Any new health care bill will be funded by cuts in other social programs and taxes on workers. On Wednesday, House Speaker Nancy Pelosi said that a health reform bill would be on the House floor by July 31. According to an analysis by the Associated Press, “the final financing package is likely to include a mix of tax increases and spending cuts in federal health programs. Among the possibilities are tax increases on alcoholic beverages, tobacco products and sugary soft drinks, and restrictions on other health care-related tax breaks, such as flexible spending accounts.”

An article in Wednesday’s Wall Street Journal, “Idea on Hill: Taxing Health Benefits,” pointed to a growing consensus among lawmakers and Obama administration officials that workers’ health care benefits should be taxed to pay for any reform.

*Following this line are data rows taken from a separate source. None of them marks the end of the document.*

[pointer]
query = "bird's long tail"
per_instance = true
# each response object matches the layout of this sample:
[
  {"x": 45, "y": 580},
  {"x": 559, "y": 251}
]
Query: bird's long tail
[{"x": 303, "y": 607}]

Ensuring the best health care and a secure retirement for all is not a technical, but a political question. The looming attack on Social Security and the transparent bankruptcy of Obama’s health care “reform” are dictated by powerful financial interests who believe that workers should work until they can work no longer, and that thereafter they should expect little or nothing in the way of public assistance or medical care to maintain themselves. That is considered too costly. 

There is no resolution outside of a struggle against this financial aristocracy. The medical industry must be wrested from the hands of the insurers, pharmaceuticals and for-profit hospital chains and placed under the democratic control of its doctors, nurses and health care workers, who will determine how medicine’s enormous potential can be best deployed to meet human needs, ensuring long and healthy retirements.